Wenren Nuan observait l'emploi du temps chargé de Wan Yuyuedan ces derniers temps ; il était occupé à tuer. Elle ne disait pas que le meurtre de Li Lingyan était immoral ; elle haïssait profondément Qu Zhiliang et, par extension, méprisait les gens comme Li Lingyan. Naturellement, elle n'appréciait guère quiconque tuait ou blessait autrui, mais l'aura meurtrière de Yuedan était si intense qu'elle la trouvait souvent effrayante. Dernièrement, sa santé se détériorait ; elle tombait souvent dans le coma. En savoir plus sur ses problèmes de santé ne faisait qu'aggraver son état. Mais même en sachant que c'était mauvais, que pouvait-elle faire ? Pensant à celui qui, comme elle, était malade, elle réalisa que sa souffrance reflétait la sienne. Comment pouvait-il parcourir le monde martial si librement, sans jamais donner l'impression d'avoir besoin de protection ?

Shengxiang… comment vas-tu ces derniers temps ? Elle savait qu'il avait conclu un pacte d'un mois avec Zhuge Zhi, un autre avec Li Lingyan, qu'il était très occupé, peut-être même trop pour jouer. Mais ce qu'elle voulait savoir, c'était… dans toute cette agitation, dans ces moments de calme, la nuit, quand personne ne pouvait te voir, Shengxiang, as-tu seulement pensé à ceci : une fois que tu auras réglé les affaires des autres, celles de tes amis, de ta famille, celles du monde martial, celles des rebelles, qu'en est-il de toi ? Qu'en est-il de toi ?

Si vous êtes heureux d'être en vie, qu'importe si vous mourez ?

Cette personne ne souhaitait que le succès des autres ; quant à ses propres affaires, il semblait n'y avoir rien à espérer.

Shengxiang et Yu Cuiwei se trouvent également à Banzhu, logeant dans une petite auberge à seulement deux ou trois kilomètres de la boutique de vin fraîchement brassé. Wan Yuyuedan surveille les allées et venues de Li Lingyan, tout comme Shengxiang. La différence est que Wan Yuyuedan peut attendre tranquillement des nouvelles de ses éclaireurs depuis sa chambre, tandis que Shengxiang doit revêtir des vêtements de mendiante, s'appuyer sur une canne et s'asseoir dans la rue, devant la boutique de vin, le visage couvert de poussière, mendier.
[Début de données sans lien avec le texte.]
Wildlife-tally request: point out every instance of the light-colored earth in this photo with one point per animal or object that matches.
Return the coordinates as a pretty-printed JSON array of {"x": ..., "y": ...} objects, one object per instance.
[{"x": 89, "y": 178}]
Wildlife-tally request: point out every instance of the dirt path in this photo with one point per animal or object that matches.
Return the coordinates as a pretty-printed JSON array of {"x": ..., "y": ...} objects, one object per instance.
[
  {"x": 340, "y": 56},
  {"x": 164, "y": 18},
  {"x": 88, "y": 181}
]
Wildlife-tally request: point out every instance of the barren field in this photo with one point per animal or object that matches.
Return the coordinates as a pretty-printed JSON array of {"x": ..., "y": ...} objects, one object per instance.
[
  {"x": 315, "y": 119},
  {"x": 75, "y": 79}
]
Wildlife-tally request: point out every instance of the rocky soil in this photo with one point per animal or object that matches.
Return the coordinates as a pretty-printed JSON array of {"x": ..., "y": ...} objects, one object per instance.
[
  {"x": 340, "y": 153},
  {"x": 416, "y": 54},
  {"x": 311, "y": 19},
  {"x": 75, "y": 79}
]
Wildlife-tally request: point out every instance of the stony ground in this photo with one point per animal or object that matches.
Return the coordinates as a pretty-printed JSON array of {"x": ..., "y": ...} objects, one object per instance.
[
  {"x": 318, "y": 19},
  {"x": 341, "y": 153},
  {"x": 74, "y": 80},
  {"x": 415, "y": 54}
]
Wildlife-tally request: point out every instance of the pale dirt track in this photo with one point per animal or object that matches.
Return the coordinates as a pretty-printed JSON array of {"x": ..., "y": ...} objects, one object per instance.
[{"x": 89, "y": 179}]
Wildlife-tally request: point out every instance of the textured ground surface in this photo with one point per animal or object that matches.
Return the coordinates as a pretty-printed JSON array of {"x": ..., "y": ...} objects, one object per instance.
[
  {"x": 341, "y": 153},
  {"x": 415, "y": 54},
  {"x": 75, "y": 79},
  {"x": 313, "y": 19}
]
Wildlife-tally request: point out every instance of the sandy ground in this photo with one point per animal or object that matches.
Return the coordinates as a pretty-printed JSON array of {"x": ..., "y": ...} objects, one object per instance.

Hormis les mendiants et les vendeurs ambulants, personne ne pouvait rester toute la journée dans ce quartier sans éveiller les soupçons. Shengxiang n'avait pas les moyens d'ouvrir un étal, il n'eut donc d'autre choix que de devenir mendiant. Il paraîtrait certainement étrange aux yeux de tous que le jeune maître Shengxiang, si gâté et si sensible à la saleté et aux odeurs, se soit transformé en mendiant. Pourtant, s'il ne pouvait sans doute pas jouer de façon convaincante le rôle d'un lettré, il était en revanche parfaitement capable de jouer celui d'un mendiant – un stratagème qu'il avait maintes fois utilisé dans son enfance.

Li Lingyan était également très inquiet de savoir où se trouvait Shengxiang, mais il ne s'attendait pas à ce que le mendiant assis sous l'avant-toit d'une maison dans la rue voisine, l'air abattu et au bord de la mort, soit Shengxiang, l'ancien playboy glamour, qui portait de beaux vêtements et tenait un éventail pliant à bordure dorée sur lequel était inscrit « Mille ans de charme romantique ».